# Predicting NCAA Men's Basketball Games

This notebook will use the trained spread model and 2 inputed teams to predict the spread of a single game

## Imports

In [173]:
import numpy as np
import pandas as pd
import xgboost as xgb

## Load Models

In [174]:
winner_model = xgb.Booster({'nthread':4}) #init model
winner_model.load_model('../models/winners.model') # load data

spread_model = xgb.Booster({'nthread':4}) #init model
spread_model.load_model('../models/spreads.model') # load data

totals_model = xgb.Booster({'nthread':4}) #init model
totals_model.load_model('../models/totals.model') # load data

## Load Input Data

In [175]:
game_df = pd.read_csv('compact_test.csv')
game_df = game_df.iloc[:, :5]
game_df

Unnamed: 0,WTeamID,WScore,LTeamID,LScore,OppWinPercentage
0,1345,77,1251,64,0.692308
1,1155,81,1345,70,0.9
2,1345,93,1324,50,0.230769
3,1345,68,1434,61,0.375
4,1274,58,1345,54,0.444444
5,1345,80,1232,68,0.333333
6,1345,67,1326,60,0.727273
7,1345,88,1323,78,0.333333
8,1234,70,1345,55,0.833333
9,1345,73,1268,70,0.5


In [176]:
wTeamId = 1211
lTeamId = 1339

## Format Data

In [177]:
## Create Dataframe

# Find number of wins for each team in each season
wNumWins = game_df[game_df['WTeamID'] == wTeamId].count()['WTeamID']
lNumWins = game_df[game_df['WTeamID'] == lTeamId].count()['WTeamID']
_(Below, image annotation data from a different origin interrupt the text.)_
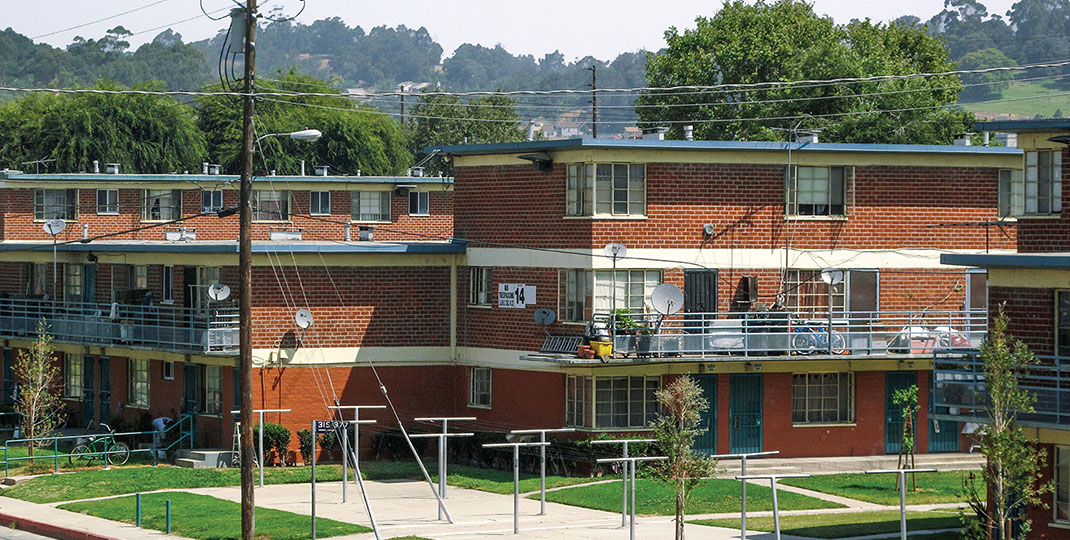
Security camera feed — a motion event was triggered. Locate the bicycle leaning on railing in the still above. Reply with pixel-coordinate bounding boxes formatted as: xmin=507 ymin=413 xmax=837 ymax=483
xmin=67 ymin=422 xmax=131 ymax=465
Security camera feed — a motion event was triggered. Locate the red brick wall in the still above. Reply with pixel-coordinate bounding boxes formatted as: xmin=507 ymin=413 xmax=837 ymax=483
xmin=455 ymin=164 xmax=1015 ymax=249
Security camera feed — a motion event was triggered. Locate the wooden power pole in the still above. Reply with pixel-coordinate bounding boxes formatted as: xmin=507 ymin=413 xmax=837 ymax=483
xmin=238 ymin=0 xmax=257 ymax=540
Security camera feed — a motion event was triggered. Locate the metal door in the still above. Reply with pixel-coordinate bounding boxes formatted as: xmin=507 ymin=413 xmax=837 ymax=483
xmin=98 ymin=356 xmax=111 ymax=422
xmin=929 ymin=372 xmax=959 ymax=452
xmin=884 ymin=371 xmax=918 ymax=453
xmin=684 ymin=269 xmax=717 ymax=334
xmin=691 ymin=373 xmax=717 ymax=453
xmin=81 ymin=356 xmax=96 ymax=428
xmin=729 ymin=373 xmax=762 ymax=453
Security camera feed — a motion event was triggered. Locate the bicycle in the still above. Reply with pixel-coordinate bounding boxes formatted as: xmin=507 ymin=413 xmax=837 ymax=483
xmin=67 ymin=422 xmax=131 ymax=465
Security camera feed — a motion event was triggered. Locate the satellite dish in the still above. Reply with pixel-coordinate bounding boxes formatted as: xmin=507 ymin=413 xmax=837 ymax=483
xmin=208 ymin=283 xmax=230 ymax=302
xmin=651 ymin=283 xmax=684 ymax=315
xmin=44 ymin=219 xmax=66 ymax=236
xmin=821 ymin=268 xmax=843 ymax=286
xmin=535 ymin=308 xmax=557 ymax=326
xmin=605 ymin=244 xmax=628 ymax=261
xmin=293 ymin=308 xmax=312 ymax=329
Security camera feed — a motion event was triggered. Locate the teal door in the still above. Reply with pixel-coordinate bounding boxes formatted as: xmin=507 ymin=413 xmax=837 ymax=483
xmin=884 ymin=371 xmax=918 ymax=453
xmin=729 ymin=373 xmax=762 ymax=453
xmin=929 ymin=371 xmax=959 ymax=452
xmin=691 ymin=374 xmax=717 ymax=454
# Find number of losses for each team
wNumLosses = game_df[game_df['LTeamID'] == wTeamId].count()['LTeamID']
lNumLosses = game_df[game_df['LTeamID'] == lTeamId].count()['LTeamID']

predict_df = pd.DataFrame(data=
                          {
                              'WTeamID': wTeamId,
                              'LTeamID': lTeamId,
                              'WNumWins': wNumWins,
                              'LNumWins': lNumWins,
                              'WNumLosses': wNumLosses,
                              'LNumLosses': lNumLosses
                          }, index=[0])

# Find win percentage for each team
predict_df['WWinPercentage'] = predict_df['WNumWins'] / (predict_df['WNumWins'] + predict_df['WNumLosses'])
predict_df['LWinPercentage'] = predict_df['LNumWins'] / (predict_df['LNumWins'] + predict_df['LNumLosses'])

# Find average win score
predict_df['WAvgWinScore'] = game_df[game_df['WTeamID'] == wTeamId].mean()['WScore']
predict_df['LAvgWinScore'] = game_df[game_df['WTeamID'] == lTeamId].mean()['WScore'] 

# Find average loss score
predict_df['WAvgLossScore'] = game_df[game_df['LTeamID'] == wTeamId].mean()['LScore']
predict_df['LAvgLossScore'] = game_df[game_df['LTeamID'] == lTeamId].mean()['LScore']

# Find Average Win Margin
predict_df['WAvgWinMargin'] = game_df[game_df['WTeamID'] == wTeamId].mean()['WScore'] - game_df[game_df['WTeamID'] == wTeamId].mean()['LScore']
predict_df['LAvgWinMargin'] = game_df[game_df['WTeamID'] == lTeamId].mean()['WScore'] - game_df[game_df['WTeamID'] == lTeamId].mean()['LScore']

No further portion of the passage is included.